Una review condotta da un’equipe di ricercatori cinesi del Department of Otorhinolaryngology Head and Neck Surgery del Tianjin First Central Hospital, si è posta l’obiettivo di riassumere i recenti risultati, pubblicati in letteratura, sul ruolo delle ribbon synapses nell’eziopatogenesi dell’ipoacusia.
Cosa sono le ribbon synapses (sinapsi “a nastro”)
Le ribbon synapses, o sinapsi “a nastro”, sono delle giunzioni altamente specializzate presenti nelle cellule ciliate dell’orecchio interno.
Queste, a differenza delle giunzioni interneuroniche tipiche, presentano con quest’ultime alcune diversità anatomo-funzionali: non vi è né l’assone e neanche il potenziale d’azione; vi è un dispositivo di membrana che va incontro a graduali variazioni bioelettriche, proporzionali all’intensità degli stimoli sensoriali, che vanno a regolare tonicamente il tasso di esocitosi delle vescicole sinaptiche.
Nell’orecchio interno, la struttura e la distribuzione delle sinapsi “a nastro” non è uniforme: differisce seguendo la tonotopicità cocleare, che da un punto di vista biochimico, porta, appunto, a delle variazioni nell’entità di esocitosi delle vescicole sinaptiche. Nella regione presinaptica di queste particolari sinapsi, vi sono dei “nastri” circondati da un notevole numero di vescicole contenenti glutammato, il neurotrasmettitore delle cellule recettoriali uditive.
L’alto grado di precisione temporale con cui avviene il rilascio di neurotrasmettitore è attribuito unicamente alle caratteristiche morfologiche, molecolari e fisiologiche delle ribbon synapses.
Lo scopo dello studio, pubblicato a novembre su Neural Plasticity, è in sostanza quello di comprendere bene i meccanismi molecolari di formazione, struttura, rigenerazione e protezione delle ribbon synapses, al fine di poter permettere la progettazione di strategie terapeutiche adeguate.
In letteratura, diverse ricerche condotte su modelli animali, hanno evidenziato che la perdita di queste tipologie di sinapsi potrebbe avere un ruolo chiave nella comprensione della patogenesi di tutte quelle forme di ipoacusia che sono definite hidden, cioè “nascoste”.
All’origine della patogenesi della Hidden Hearing Loss, che rappresenta circa il 5-10 % delle ipoacusie neurosensoriali, sembrerebbe esserci una prolungata esposizione al rumore che potrebbe causare ingenti danni a carico delle sinapsi tra le cellule ciliate interne e le fibre nervose afferenti di tipo I del nervo acustico, determinando, di conseguenza, una graduale degenerazione dei neuroni del ganglio spirale del Corti.
Tuttavia, oggi si è propensi a definire la Hidden Hearing Loss, come una patologia multifattoriale che, oltre all’esposizione al rumore, sembrerebbe essere determinata da fattori genetici, in particolare legati al gene dell’otoferlina OTOF, ototossici, in particolare legati all’utilizzo di alte dosi di sostanze amminogliosidiche ed età-correlati.
Un danno a questo livello non determina un’alterazione significativamente rilevante della capacità di detezione dei suoni, ma, invece, determina notevoli difficoltà nella discriminazione verbale nel rumore.
I progressi della ricerca sul tema delle sinaptopatie, e più nello specifico, da un punto di vista uditivo, dei meccanismi funzionali e biochimici delle ribbon synapses, hanno dimostrato che a livello cocleare, vi è una capacità rigenerativa spontanea, seppur limitata. Tuttavia, sono necessari ulteriori studi per identificare questi meccanismi rigenerativi, attraverso un più approfondito studio biochimico-molecolare.

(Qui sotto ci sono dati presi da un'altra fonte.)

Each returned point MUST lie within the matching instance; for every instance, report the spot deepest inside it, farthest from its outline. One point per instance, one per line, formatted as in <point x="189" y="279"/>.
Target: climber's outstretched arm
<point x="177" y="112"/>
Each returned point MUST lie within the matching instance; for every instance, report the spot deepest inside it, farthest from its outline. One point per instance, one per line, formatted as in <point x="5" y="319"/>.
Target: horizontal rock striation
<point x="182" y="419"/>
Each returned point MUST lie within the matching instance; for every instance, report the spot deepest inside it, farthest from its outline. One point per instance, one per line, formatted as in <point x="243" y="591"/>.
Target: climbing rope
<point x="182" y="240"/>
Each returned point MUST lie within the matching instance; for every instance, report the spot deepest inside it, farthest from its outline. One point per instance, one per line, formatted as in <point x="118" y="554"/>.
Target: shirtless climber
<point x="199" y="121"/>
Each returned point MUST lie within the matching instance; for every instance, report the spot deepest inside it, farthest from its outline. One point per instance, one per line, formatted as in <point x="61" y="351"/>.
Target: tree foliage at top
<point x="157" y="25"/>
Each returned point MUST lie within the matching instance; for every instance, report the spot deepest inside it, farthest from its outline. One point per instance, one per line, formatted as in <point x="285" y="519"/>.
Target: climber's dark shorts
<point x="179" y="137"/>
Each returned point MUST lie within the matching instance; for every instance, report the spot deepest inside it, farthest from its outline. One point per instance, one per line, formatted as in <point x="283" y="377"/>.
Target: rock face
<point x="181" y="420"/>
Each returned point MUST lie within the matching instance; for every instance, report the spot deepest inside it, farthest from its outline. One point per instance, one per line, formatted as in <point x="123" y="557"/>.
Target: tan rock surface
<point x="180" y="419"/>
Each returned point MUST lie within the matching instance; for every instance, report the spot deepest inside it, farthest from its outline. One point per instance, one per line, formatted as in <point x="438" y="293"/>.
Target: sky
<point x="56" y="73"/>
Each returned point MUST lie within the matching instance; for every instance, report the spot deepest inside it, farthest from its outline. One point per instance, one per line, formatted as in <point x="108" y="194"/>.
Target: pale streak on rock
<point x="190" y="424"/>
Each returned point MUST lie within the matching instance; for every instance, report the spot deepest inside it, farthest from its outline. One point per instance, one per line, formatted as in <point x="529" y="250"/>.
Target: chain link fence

Hidden Hearing Loss o sordità psicogena
La Hidden Hearing Loss è stata originariamente diagnosticata come “sordità psicogena”, in quanto all’esame audiometrico tonale non vi era evidenza di un’alterazione della soglia uditiva, suggerendo, quindi, una perdita uditiva, di tipo non organico.
Grazie agli studi condotti negli ultimi anni si sta sempre più soffermando la necessità di diagnosticare le ipoacusie, non soltanto attraverso i test “classici” di routine, ma attraverso un inquadramento multifattoriale della sintomatologia riferita.